Watching my son around other children can be difficult. Yes, his differences, his autism, stand out clearly – but there’s more to it than that.
At his nursery, I have come to pick him up. Two little girls are on the floor at my feet, playing with toy horses.
“Amelia, Amelia, we can make them both jump!”
They are completely engrossed in what they are doing, focused solely on one another. In turn, they make each pony jump over different obstacles – a building block, a plastic doll. They are in a little world together, hanging on each other’s every word. I smile.
On the other side of the room, away from the other children, my boy is alone. He is in a corner, repeatedly bashing a small shape on the side of the sorter, talking to himself.
“Circle, circle, circle, ciiiiiiiir-cle!”
He doesn’t seem aware of the other children at all. He is in his own world too and perfectly focused– on the feel of the shape, on the noise and pressure as he hits it, on the sound of his own voice as he repeats the word and makes it something absurd.
Only recently, as he turned four, has he started to speak to other children of his own volition. He still does not understand them. He speaks only to scold because they are doing something ‘wrong’ or tries to answer their questions but does not understand what is expected.
When his baby sister was born, he was mute except to scream when she did.
The dark thought has flittered around my mind often since then – what if he never loves her? What if she is never more than an inconvenience, a disruption in his routine, an unpredictable rival for our attention? What if he is always lonely? What if she is always frustrated, never getting the interaction she so desperately craves from him? What if she never loves him?
But then, slowly, surely, imperceptibly – like the opening of a flower – beautiful things start to happen.
Three Beautiful Moments
Littlest is hugging my knees, repeating a word over and over but I can’t make out what she wants.
“Warrweee! Mummy warrwee! Mummy warwee pleaseee!”
“What’s a warwee sweetheart?”
She begins to get distressed.
“Waaaarrrweee mummy!” she sobs
“Baby, I don’t know what you want!”
Her brother skips over, flapping his hands in anticipation of the help he can provide.
“Mummy, I know what H wants! She wants her fairy costume! She is saying fairy!”
“Ohh bubba of course! Let’s get your fairy costume! Say thank you to E for helping.”
“Ankk you Ehhhh errr!”
And for the first time in his life, my boy has helped me to communicate, instead of the other way around.
My children are chasing each other. They run from one end of the lounge, through the dining room, into the kitchen and back again, giggling as they shuffle along, trying to grab one another. I watch, nervously; this will end in tears. She will do something unpredictable, not follow his imagined rules. I must separate them.
“Sweetheart, this isn’t a good game. Don’t pull H over. You’ll hurt her.”
“It is a good game mummy!” he giggles, breathlessly.
“We are having fun! And I won’t hurt her. We love each other.”
My daughter is balancing blocks. She is very good at it, adjusting each one to make the edges meet up so they don’t over-balance and fall. My son watches.

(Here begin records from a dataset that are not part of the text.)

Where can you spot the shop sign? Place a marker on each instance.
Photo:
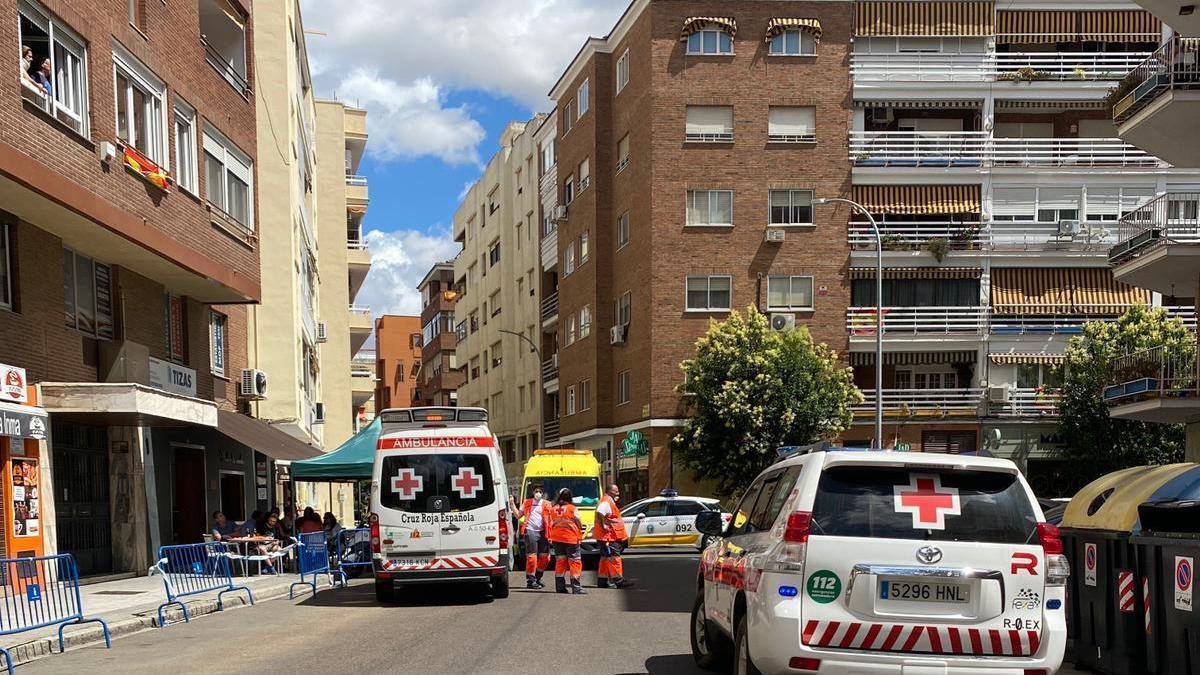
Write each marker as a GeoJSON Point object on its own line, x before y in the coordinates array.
{"type": "Point", "coordinates": [12, 384]}
{"type": "Point", "coordinates": [18, 424]}
{"type": "Point", "coordinates": [172, 377]}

And then he adds a block and waits for her to take a turn.
I hold my breath. This has never happened before. Never once has he engaged in joint play – the kind of play that comes so naturally to his peers, to his sister.
“Now you put one H. We will build a tall tower!”
For the next few minutes, they take turns, Biggest giving instructions and narrating, Littlest following and steadying the blocks on her turn, the ones he can’t quite place perfectly.
I watch in silence and awe – their faces, the way they get excited as the tower grows, the way they both clap with exhilaration when it finally collapses.
And those dark questions melt away, overwhelmed by the love that radiates from them.